The death of Mr Gillam may have been prevented if communication systems had been in place. The failure to order and undertake a head CT scan following a request by the patient’s local general practitioner and the history of headaches could well have contributed to this patient’s death. Without more in-depth documentation indicating that after proper clinical examination the history was inconsistent with subarachnoid haemorrhage then a diagnostic CT scan should have been attended. Nurses advocating strongly for this patient and querying the decision of not undertaking a scan may have resulted in a different outcome. Having systems in place to ensure that Career Medical Officers are appropriately experienced and credentialed may also have prevented this death.

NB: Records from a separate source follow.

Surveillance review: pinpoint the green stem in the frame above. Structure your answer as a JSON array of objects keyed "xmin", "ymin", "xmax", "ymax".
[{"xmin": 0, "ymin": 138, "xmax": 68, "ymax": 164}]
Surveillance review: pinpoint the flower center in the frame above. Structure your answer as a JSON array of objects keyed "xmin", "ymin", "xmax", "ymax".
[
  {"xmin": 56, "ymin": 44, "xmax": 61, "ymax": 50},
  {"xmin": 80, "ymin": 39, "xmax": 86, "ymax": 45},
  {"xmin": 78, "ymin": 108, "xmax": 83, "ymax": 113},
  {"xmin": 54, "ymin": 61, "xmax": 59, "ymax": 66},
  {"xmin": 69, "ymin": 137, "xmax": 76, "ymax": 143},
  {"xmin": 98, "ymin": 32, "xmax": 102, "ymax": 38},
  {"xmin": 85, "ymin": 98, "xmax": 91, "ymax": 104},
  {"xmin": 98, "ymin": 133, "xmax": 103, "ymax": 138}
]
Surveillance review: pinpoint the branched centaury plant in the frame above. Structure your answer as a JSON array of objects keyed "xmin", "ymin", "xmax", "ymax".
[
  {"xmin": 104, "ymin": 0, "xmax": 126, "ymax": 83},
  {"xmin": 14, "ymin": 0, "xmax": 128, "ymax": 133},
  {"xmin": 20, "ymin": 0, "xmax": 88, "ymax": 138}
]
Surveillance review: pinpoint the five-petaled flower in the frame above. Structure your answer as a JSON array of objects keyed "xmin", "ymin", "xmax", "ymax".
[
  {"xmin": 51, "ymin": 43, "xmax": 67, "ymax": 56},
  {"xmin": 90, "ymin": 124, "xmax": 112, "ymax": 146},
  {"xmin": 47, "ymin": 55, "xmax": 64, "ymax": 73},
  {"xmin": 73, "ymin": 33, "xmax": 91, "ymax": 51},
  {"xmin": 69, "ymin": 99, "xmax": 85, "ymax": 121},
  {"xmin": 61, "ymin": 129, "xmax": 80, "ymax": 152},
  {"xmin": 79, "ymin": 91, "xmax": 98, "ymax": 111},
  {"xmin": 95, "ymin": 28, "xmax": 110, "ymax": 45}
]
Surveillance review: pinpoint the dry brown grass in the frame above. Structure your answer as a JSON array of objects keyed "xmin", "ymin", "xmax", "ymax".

The level of Career Medical Officers clinical experience increased the likelihood that he did not have the medical skills required in dealing with patients in an ordinary clinical setting. The coroner’s recommendation to the Department of Health to investigate and to the clinical competence of the clinician will prove difficult if he is unable to be contacted. The gap of three years prior to his appointment as Career Medical Officer in the hospital already highlights the difficulty that will be found in finding further information from international sources. A system to ensure that the whereabouts of doctors are when they leave the public hospital system will be complicated to develop and then enforce. Medicine in Australia, is made up of many overseas practitioners, who have a wide variety of expertise, developing a system that will keep track of any medical practitioner that has worked within the public health system will be very complex unless the medical officers involved see this as part of the ethical and moral obligation to do so.